Centrowy obóz Macrona słabnie. Powodem obecny kryzys polityczny
Politycy francuskich partii centrowych, tworzących obóz polityczny prezydenta Emmanuela Macrona, tracą w sondażach w związku z obecnym kryzysem politycznym. Podobnie jest z prawicowymi Republikanami, którzy przez ostatnie lata wspierali bądź współtworzyli centrowe rządy.
Zgodnie z sondażem ośrodka Ipsos, w którym Francuzi odpowiadali na pytanie o zadowolenie z działań polityków, wszyscy liderzy partii centrowych i prawicy stracili na popularności. Badanie opublikował w weekend tygodnik „La Tribune Dimanche”.
Gabriel Attal, obecny szef partii Macrona - Odrodzenie (Rennaissance), stracił w sondażu 5 pkt. proc. - popiera go 19 proc. badanych, podczas gdy we wrześniu było to 24 procent. Były premier Edouard Philippe, najpopularniejszy dotąd polityk centrum, który kieruje centrową partią Horyzonty, uzyskał w sondażu 22 procent (spadek o 3 pkt. proc.). Lider Republikanów (LR) i dotychczasowy szef MSW, Bruno Retailleau, wcześniej popierany przez 27 procent badanych, teraz uzyskał tylko 20 procent.
Komentując w „La Tribune Dimanche” te wyniki dyrektor Ipsos Brice Teinturier uznał je za miażdżące dla głównych polityków dotychczasowej koalicji rządzącej. - Francuzi mają wrażenie, że wszystkie te osobistości trwają w kłótniach personalnych i przyczyniły się do chaosu w kraju, na rzecz spraw związanych z kampanią prezydencką - ocenił Teinturier.
Jeszcze niedawno Philippe, który ogłosił, że chce startować w wyborach prezydenckich w 2027 roku, był najwyżej notowanym politykiem centrum w sondażach dotyczących tych wyborów, choć plasował się daleko za politykami skrajnej prawicy.
Złe wyniki polityków w sondażach zbiegają się z napięciami wewnątrz sojuszu centrum i Republikanów, istniejącego od wyborów parlamentarnych z 2024 roku.

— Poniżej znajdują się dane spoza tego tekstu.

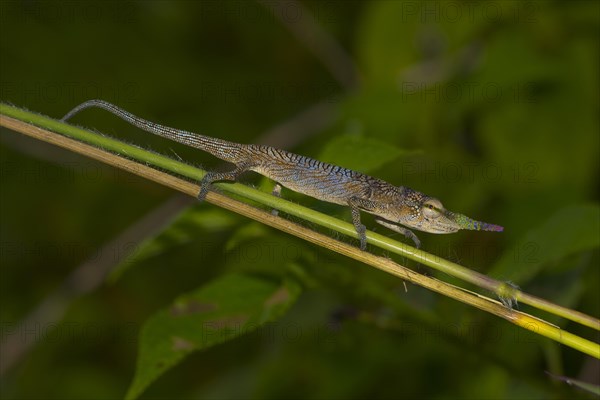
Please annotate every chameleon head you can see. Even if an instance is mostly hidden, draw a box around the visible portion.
[398,191,504,233]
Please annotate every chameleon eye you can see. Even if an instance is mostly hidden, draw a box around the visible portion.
[422,199,444,218]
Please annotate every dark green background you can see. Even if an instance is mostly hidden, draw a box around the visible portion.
[0,0,600,399]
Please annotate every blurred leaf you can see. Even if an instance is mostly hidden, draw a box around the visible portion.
[489,204,600,284]
[108,207,236,282]
[546,372,600,396]
[126,275,300,399]
[318,135,414,173]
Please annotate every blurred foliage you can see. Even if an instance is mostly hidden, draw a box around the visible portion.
[0,0,600,399]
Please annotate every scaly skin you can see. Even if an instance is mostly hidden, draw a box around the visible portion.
[62,100,503,250]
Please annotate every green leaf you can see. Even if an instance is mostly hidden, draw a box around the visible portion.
[489,204,600,284]
[108,206,237,282]
[126,274,301,399]
[318,134,414,173]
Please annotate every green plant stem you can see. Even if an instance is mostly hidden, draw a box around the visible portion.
[0,104,600,336]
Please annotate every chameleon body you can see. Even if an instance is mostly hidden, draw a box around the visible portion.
[62,100,503,250]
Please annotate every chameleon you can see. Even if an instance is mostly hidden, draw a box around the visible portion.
[61,100,504,250]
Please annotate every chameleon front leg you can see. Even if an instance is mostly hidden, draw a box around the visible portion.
[348,197,375,250]
[198,163,250,201]
[375,217,421,249]
[271,183,281,216]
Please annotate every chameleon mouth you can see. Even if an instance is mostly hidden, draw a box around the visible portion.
[446,211,504,232]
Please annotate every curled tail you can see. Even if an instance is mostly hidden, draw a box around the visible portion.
[61,100,247,163]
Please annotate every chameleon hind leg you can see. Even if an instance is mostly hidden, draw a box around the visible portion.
[348,197,375,250]
[198,164,249,201]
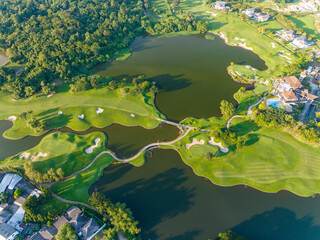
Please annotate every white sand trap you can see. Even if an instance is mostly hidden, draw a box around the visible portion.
[219,32,228,42]
[207,11,217,17]
[186,138,204,150]
[8,116,17,121]
[30,152,48,161]
[96,108,104,114]
[208,137,229,153]
[85,138,101,154]
[238,43,253,51]
[19,152,30,159]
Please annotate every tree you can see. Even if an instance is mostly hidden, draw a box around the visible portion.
[13,189,24,199]
[54,224,78,240]
[220,100,235,117]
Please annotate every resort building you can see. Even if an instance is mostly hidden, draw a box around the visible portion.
[253,12,270,22]
[0,223,19,240]
[242,8,256,18]
[290,36,314,49]
[276,29,296,41]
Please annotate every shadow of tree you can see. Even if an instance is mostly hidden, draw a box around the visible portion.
[232,207,320,240]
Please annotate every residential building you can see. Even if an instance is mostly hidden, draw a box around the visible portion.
[0,223,19,240]
[0,210,12,223]
[276,29,296,41]
[279,90,299,103]
[282,76,303,90]
[213,1,226,10]
[242,8,255,18]
[81,218,99,239]
[290,36,314,49]
[253,12,270,22]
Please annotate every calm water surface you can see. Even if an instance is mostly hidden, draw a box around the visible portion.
[94,35,266,120]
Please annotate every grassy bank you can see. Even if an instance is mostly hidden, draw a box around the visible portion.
[162,119,320,196]
[0,88,163,139]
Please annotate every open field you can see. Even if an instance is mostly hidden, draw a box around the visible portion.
[172,0,297,80]
[51,154,113,203]
[164,119,320,196]
[0,132,106,176]
[0,88,163,139]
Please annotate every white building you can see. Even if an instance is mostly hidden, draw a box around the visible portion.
[0,223,19,240]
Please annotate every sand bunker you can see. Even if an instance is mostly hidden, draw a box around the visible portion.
[30,152,48,161]
[8,116,17,121]
[186,138,204,150]
[208,137,229,153]
[19,152,30,159]
[219,32,228,42]
[96,108,104,114]
[85,138,101,154]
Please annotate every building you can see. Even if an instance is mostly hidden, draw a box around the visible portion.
[0,210,12,223]
[242,8,256,18]
[282,76,303,90]
[40,225,58,240]
[279,90,299,103]
[0,223,19,240]
[212,1,226,10]
[290,36,314,49]
[253,12,270,22]
[276,29,296,41]
[81,218,100,239]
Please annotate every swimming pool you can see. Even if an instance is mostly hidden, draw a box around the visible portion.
[267,100,280,108]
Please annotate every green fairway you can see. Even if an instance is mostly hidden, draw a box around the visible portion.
[164,119,320,196]
[52,154,113,203]
[4,132,106,176]
[0,88,163,139]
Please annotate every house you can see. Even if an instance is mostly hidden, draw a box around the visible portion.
[282,76,303,90]
[40,225,58,240]
[253,12,270,22]
[242,8,255,18]
[8,174,22,191]
[29,232,45,240]
[276,29,296,41]
[81,218,99,239]
[0,210,12,223]
[290,36,314,49]
[69,214,87,234]
[53,216,68,230]
[212,1,226,10]
[0,173,15,193]
[279,90,299,103]
[0,223,19,240]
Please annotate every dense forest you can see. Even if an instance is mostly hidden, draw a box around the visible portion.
[0,0,206,99]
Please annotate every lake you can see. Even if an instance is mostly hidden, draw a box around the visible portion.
[94,35,267,120]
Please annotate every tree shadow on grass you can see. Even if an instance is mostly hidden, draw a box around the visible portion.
[232,207,320,240]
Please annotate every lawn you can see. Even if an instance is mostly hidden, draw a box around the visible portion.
[0,132,106,176]
[166,119,320,196]
[51,154,113,203]
[177,0,297,81]
[0,88,163,139]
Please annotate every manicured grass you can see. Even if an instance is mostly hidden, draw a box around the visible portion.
[289,16,320,38]
[0,132,106,176]
[179,0,297,80]
[51,154,113,203]
[165,119,320,196]
[0,88,163,139]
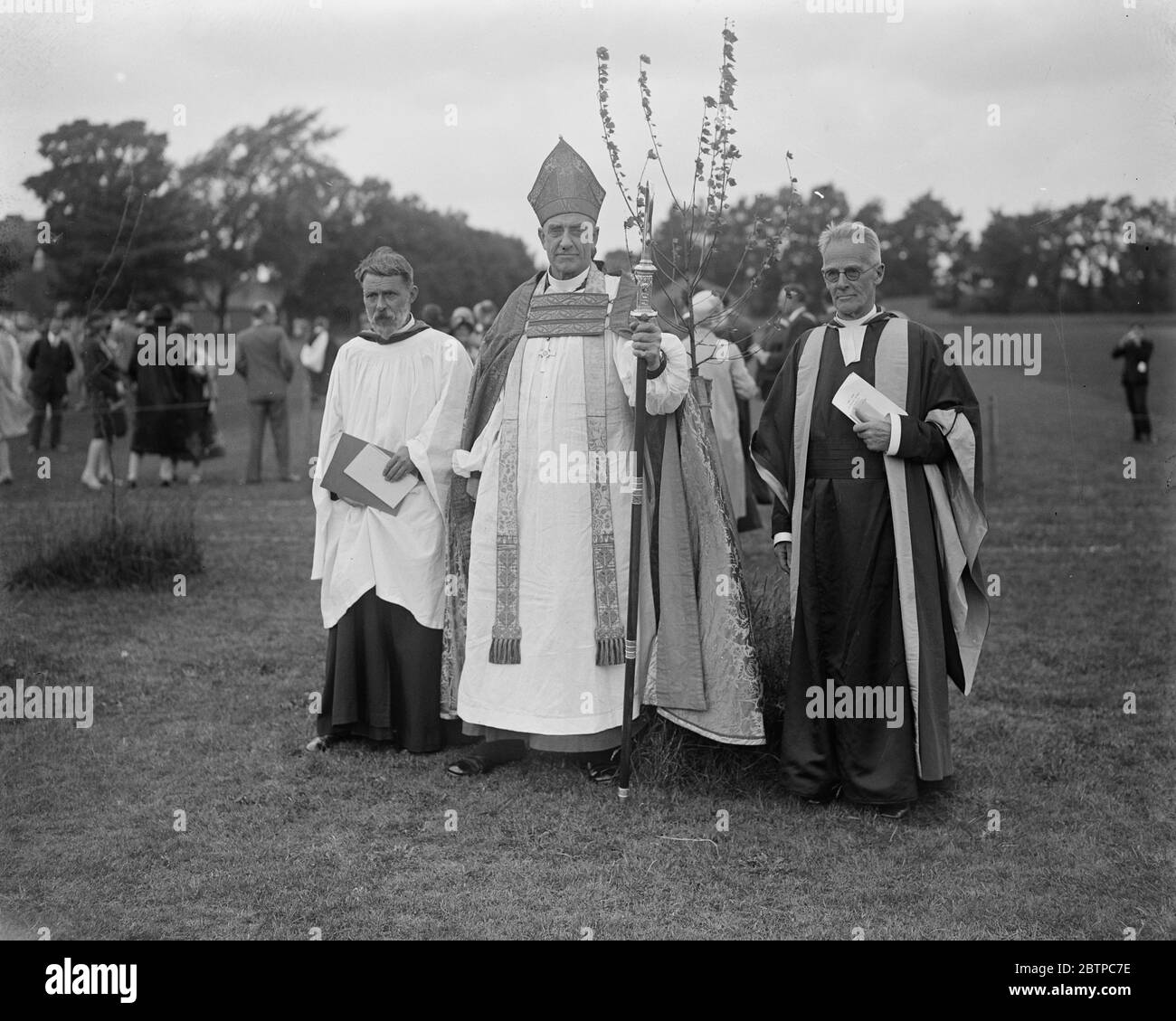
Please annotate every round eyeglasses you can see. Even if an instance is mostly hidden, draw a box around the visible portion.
[820,262,882,283]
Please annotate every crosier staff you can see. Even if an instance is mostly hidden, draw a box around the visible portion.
[616,184,658,799]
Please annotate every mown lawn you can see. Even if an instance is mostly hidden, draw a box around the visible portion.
[0,317,1176,940]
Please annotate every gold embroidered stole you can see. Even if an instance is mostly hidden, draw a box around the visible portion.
[489,266,624,666]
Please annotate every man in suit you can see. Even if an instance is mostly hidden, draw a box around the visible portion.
[1110,322,1155,443]
[24,317,77,453]
[759,283,816,400]
[236,301,300,482]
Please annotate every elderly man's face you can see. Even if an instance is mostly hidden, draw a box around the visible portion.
[820,239,886,318]
[364,273,416,336]
[538,213,596,280]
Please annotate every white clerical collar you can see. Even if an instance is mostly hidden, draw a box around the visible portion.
[832,305,878,364]
[544,262,592,294]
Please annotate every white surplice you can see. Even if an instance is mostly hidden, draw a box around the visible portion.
[453,274,689,735]
[694,326,760,521]
[310,327,473,629]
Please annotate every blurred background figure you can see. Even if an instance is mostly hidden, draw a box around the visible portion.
[24,317,78,454]
[236,301,300,482]
[81,313,127,489]
[172,312,208,486]
[474,298,498,338]
[1110,322,1156,443]
[299,305,343,460]
[756,283,816,400]
[0,318,33,485]
[127,305,188,488]
[690,290,759,527]
[450,305,482,364]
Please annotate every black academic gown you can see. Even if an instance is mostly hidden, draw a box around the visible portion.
[753,317,979,805]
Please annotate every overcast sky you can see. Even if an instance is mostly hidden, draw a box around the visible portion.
[0,0,1176,263]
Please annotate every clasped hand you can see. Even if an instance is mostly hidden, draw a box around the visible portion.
[632,316,661,368]
[384,447,421,482]
[854,418,890,454]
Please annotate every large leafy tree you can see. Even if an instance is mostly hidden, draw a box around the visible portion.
[286,177,534,329]
[884,192,972,300]
[24,120,193,310]
[181,109,349,328]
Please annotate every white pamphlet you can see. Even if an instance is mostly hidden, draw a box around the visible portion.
[832,372,906,425]
[344,443,420,511]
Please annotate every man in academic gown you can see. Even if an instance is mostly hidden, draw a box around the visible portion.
[307,247,473,752]
[441,138,689,779]
[752,222,988,815]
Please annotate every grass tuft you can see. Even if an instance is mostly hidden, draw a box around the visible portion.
[7,501,204,591]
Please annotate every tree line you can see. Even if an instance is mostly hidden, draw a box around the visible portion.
[0,109,1176,327]
[0,109,534,328]
[644,183,1176,317]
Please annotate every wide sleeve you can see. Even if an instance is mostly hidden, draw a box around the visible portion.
[453,394,503,478]
[612,333,690,415]
[897,328,980,465]
[750,344,801,532]
[409,336,474,514]
[310,352,354,581]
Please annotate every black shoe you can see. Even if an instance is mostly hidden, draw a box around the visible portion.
[873,801,912,818]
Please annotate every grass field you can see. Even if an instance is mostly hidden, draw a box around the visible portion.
[0,302,1176,940]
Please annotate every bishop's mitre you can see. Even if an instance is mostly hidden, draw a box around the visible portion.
[526,136,604,226]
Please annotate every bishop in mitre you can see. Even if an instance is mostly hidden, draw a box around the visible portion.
[307,247,473,752]
[441,138,689,779]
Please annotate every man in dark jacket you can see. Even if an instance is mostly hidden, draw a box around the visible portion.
[26,317,75,453]
[236,301,300,482]
[127,305,199,488]
[1110,322,1155,443]
[757,283,816,400]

Już wcześniej prawica popierała rządy powoływane przez premierów z kręgu Macrona, a od 2024 roku ten sojusz był podstawą kolejnych mniejszościowych gabinetów. Od pewnego czasu widoczna była coraz większa samodzielność Retailleau, podejrzewanego o ambicje prezydenckie. Według mediów jego niezadowolenie ze składu pierwszego rządu Lecornu było głównym powodem ustąpienia premiera 6 października.
Szef Republikanów nie wejdzie teraz do nowego rządu Lecornu, a w piątek oznajmił, że koalicja z centrum jest „martwa”. Natomiast Republikanie dopuszczają poparcie konkretnych ustaw, które proponowałby nowy rząd.
Zarazem, w samym obozie centrowym dotychczasowi sojusznicy prezydenta nie są zadowoleni z jego decyzji o ponownym wyznaczeniu Lecornu, obawiając się, że Francuzi odbiorą ją jako narzucanie za wszelką cenę prezydenckiego kandydata.
Jeszcze przed tą powtórną nominacją Attal i Philippe dystansowali się publicznie od Macrona, a teraz nie jest przesądzone, czy partia Phillippe'a wejdzie do nowego rządu. W ostatnich dniach Philippe opowiedział się za przedterminowymi wyborami prezydenckimi. Apel ten był bezprecedensowy, bo dotąd do ustąpienia Macrona ze stanowiska wzywały tylko partie skrajne na prawicy i lewicy.
Sam Macron uzyskał w najnowszym sondażu poparcie wynoszące 19 proc. - od 2 pkt. proc. wyższe niż we wrześniu. 77 proc. Francuzów nie jest zadowolonych z działań szefa państwa. We wcześniejszych badaniach ponad 70 proc. obywateli opowiadało się za jego ustąpieniem ze stanowiska.